I’m puzzled. Rule 17(1) instructs voters to “vote in the order of their preference,” but Rule 17(2) seems to indicate that order of preference is irrelevant. Perhaps the language “receiving the highest number of votes” masks some unrevealed process for taking preference into account, but I’ll assume that this is not the case.

What then might have happened to Dreamgirls? Some voters might have reasoned that they ought not waste their votes on movies that they saw as sure to get nominations, like Babel, The Departed, and Dreamgirls, seeking to maximize their influence by focusing on the marginal contenders. If some number of voters miscalculated the strength of Dreamgirls and reasoned this way, the movie could have lost a nomination that it would have won if all voters voted honestly.

What’s the remedy for this? Some kind of preferential voting system might help. There is no perfect system; the Gibbard-Satterthwaite Theorem tells us that any voting rule either must be dictatorial, rule out some candidates altogether, or provide some incentive for voters to reveal preferences other than their true ones. (The Theorem concerns votes to pick a single winner, but we can derive a corollary applying to elections with multiple winners, by recognizing that at some point the algorithm must identify the last-place winner.) Nonetheless, that should not blind us to the fact that some systems may do better than others. At least, we should hope for a system that identifies Condorcet winners when they exist.

Of course, imperfections in picking the nominees may not matter much. Dreamgirls probably wouldn’t have won Best Picture anyway. But the Oscars uses plurality voting for Best Picture as well, and this creates additional difficulties. The system may well maximize something more important than justice: entertainment value. But it’s a bit depressing that our voting regimes for public officials aren’t much better.

UPDATE: One of the commenters cites an article indicating that in fact there is a system for taking into account stated preference. It’s a little mysterious that the official rules don’t mention it. In any event, if you read the article, you’ll see that the preference aggregation approach isn’t a very good one. Voters who understand it should never put their first choice first if they’re pretty confident that it will be nominated anyway, because once your ballot helps to get a film nominated, it isn’t reused.


 January 23, 2007 at 9:16 am   Posted in: Economic Analysis of Law   Print This Post Print This Post

Responses (5)

  1. Matt Bodie - January 23, 2007 at 10:16 am

    I’d need more data before calling this an allocation-of-preferences failure; perhaps it’s instead a prediction-market failure. Most critics have been lukewarm on the movie, other than Jennifer Hudson’s and Eddie Murphy’s performances. Perhaps the voters liked aspects of the movie but really didn’t think it deserved a best pic nomination. I’ve seen the “waste-my-vote” argument in the past, but I’ve never seen it knock out an actual favorite.

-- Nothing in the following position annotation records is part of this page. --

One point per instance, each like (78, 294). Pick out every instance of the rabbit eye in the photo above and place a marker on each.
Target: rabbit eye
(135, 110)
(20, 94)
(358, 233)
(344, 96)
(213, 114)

  2. John Armstrong - January 23, 2007 at 10:17 am

    Actually, this reminds me of the recent voting for the baseball hall of fame. I did a lot of growing up just outside Baltimore, so the only shocker in the voting was that five ballots did not include his name. One voter’s public explanation was exactly what you’re talking about. “Of course Cal would get in, so I don’t have to vote for him.”

  3. Colin - January 23, 2007 at 11:57 am

    It is a preferential voting system:

    http://www.moviecitynews.com/columnists/poland/2004_oscar/041209.html

  4. Maryland Conservatarian - January 23, 2007 at 12:12 pm

    “But it’s a bit depressing that our voting regimes for public officials aren’t much better.”

    Hey, I’m not happy with the new Pelosi-Reid tandem either but I think it’s unseemly for people like us to blame “our voting regimes”.

  5. Laura - January 23, 2007 at 2:51 pm

    Michael, I’m happy to see that you’re using your legal & intellectual firepower to address the inner workings of Academy Awards voting system. If only more law profs did this, we might eventually be quoted in the most important of publications–U.S. Weekly! Or even, dare I dream, People?